Troisièmement, agir au sein des administrations elles-mêmes pour promouvoir la connaissance et l’application de règles et de mécanismes de contrôle. Cela passe par une sensibilisation aux effets délétères de la corruption auprès des agents publics eux-mêmes. La corruption est certes difficile à détecter, mais les individus peuvent se trahir par certains signes révélateurs. Il s’agit d’apprendre au personnel à déceler ces signes et à les signaler, quitte à sacrifier des relations de confiance, des liens personnels, etc.
La coopération internationale est elle aussi indispensable pour démêler ces écheveaux de relations commerciales, car les marchés publics se sont considérablement mondialisés. Elle permet également de renforcer les ressources, toujours insuffisantes, surtout dans les pays pauvres. L’efficacité de toute coopération en la matière dépendra surtout des individus sur le terrain. Conjuguer les forces mondiales, nationales et locales, c’est le but de la coopération internationale.
En clair, il n’est pas possible de lutter contre la corruption si l’État de droit n’est pas instauré. Mais cela ne veut pas dire qu’avec l’État de droit, la corruption cessera.

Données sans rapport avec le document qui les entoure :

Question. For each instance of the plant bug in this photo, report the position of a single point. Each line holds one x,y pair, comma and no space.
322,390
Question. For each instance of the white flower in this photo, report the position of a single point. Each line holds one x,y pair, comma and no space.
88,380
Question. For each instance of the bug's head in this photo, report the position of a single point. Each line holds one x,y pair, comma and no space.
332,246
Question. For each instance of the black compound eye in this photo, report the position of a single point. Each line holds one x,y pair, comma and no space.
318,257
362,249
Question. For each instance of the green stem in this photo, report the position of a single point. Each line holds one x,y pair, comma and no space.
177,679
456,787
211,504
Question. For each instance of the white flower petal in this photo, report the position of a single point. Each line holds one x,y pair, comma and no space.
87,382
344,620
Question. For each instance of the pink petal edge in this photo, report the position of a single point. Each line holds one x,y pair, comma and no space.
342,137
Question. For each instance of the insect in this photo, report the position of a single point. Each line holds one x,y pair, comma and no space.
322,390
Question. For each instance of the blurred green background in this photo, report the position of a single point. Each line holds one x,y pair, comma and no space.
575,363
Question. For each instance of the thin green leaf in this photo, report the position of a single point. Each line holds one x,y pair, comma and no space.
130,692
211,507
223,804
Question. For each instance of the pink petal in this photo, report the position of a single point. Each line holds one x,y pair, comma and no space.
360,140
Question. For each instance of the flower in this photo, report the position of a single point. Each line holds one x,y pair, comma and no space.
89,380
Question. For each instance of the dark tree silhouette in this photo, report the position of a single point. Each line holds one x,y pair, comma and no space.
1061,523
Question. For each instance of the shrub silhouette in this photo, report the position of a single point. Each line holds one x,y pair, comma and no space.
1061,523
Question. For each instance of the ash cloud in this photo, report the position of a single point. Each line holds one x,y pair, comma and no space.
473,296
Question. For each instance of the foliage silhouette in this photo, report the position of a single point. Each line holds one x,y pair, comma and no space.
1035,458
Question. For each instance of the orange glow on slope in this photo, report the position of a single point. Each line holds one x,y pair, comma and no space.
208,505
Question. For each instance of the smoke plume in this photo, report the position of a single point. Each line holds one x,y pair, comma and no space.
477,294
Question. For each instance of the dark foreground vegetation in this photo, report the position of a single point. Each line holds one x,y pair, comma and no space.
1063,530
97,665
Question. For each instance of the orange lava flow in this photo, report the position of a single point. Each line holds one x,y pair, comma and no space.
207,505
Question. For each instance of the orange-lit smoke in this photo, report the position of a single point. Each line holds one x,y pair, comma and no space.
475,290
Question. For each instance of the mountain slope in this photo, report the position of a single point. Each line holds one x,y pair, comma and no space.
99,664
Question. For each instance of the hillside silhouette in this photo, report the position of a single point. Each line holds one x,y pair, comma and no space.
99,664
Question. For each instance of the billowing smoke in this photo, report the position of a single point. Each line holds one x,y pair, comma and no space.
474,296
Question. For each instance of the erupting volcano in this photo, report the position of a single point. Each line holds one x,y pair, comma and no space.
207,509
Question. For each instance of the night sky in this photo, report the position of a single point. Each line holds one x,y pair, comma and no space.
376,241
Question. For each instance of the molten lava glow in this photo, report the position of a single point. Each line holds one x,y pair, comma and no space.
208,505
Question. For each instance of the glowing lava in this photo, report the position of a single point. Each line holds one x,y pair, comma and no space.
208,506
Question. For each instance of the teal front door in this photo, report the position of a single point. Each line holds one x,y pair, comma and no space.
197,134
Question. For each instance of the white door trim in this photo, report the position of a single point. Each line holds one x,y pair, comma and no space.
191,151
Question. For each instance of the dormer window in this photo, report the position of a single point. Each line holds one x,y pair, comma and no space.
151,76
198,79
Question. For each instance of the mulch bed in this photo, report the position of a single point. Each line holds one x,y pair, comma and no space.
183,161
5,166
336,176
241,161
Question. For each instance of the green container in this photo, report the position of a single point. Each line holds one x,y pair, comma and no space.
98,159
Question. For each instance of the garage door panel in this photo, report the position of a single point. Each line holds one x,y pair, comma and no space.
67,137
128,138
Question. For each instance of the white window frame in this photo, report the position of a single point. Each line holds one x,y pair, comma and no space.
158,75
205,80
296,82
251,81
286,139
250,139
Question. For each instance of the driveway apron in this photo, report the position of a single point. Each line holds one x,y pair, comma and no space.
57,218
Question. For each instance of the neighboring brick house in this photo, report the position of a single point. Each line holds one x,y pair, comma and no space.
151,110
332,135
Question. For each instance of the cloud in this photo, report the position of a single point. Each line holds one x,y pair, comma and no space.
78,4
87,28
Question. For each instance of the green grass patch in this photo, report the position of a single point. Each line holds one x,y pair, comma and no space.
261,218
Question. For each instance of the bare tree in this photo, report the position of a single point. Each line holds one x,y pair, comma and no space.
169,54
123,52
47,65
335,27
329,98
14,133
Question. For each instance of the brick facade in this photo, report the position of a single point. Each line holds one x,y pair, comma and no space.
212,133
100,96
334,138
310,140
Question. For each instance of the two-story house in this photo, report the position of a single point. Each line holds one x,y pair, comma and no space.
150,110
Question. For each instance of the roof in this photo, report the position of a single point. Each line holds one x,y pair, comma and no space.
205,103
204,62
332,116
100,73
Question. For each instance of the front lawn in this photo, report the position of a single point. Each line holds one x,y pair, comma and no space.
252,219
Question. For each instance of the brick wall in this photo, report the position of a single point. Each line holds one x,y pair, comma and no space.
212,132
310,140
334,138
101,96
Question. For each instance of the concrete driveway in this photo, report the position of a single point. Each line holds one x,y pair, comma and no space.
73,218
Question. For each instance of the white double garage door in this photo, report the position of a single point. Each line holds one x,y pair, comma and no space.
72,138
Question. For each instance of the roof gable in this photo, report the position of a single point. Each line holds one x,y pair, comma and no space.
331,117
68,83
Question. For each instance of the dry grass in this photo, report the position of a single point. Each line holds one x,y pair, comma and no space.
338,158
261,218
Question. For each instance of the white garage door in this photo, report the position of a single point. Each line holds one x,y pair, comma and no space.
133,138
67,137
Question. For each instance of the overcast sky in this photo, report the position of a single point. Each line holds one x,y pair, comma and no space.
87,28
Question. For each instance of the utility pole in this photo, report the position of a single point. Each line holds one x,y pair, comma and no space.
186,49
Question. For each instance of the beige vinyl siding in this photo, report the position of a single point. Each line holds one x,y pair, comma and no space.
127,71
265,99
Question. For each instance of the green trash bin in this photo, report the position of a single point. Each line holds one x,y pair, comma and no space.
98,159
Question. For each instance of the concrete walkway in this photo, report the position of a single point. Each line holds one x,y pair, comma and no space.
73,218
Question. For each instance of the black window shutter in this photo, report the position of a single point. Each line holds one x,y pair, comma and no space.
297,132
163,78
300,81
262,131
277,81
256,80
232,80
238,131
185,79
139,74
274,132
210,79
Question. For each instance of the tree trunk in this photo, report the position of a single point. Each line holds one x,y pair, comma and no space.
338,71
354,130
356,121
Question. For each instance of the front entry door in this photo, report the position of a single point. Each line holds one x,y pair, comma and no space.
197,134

La démocratie est une condition nécessaire pour éradiquer la corruption, même si les démocraties ont, elles aussi leur dose de corruption. Notre pays doit d’abord consolider les réformes juridiques, politiques, économiques et sociales. Sans un succès dans ce sens, le challenge de l’éradication de la corruption ne sera qu’un vœu pieu, car le coût principal de la corruption, c’est la pauvreté supplémentaire qu’elle impose à notre pays.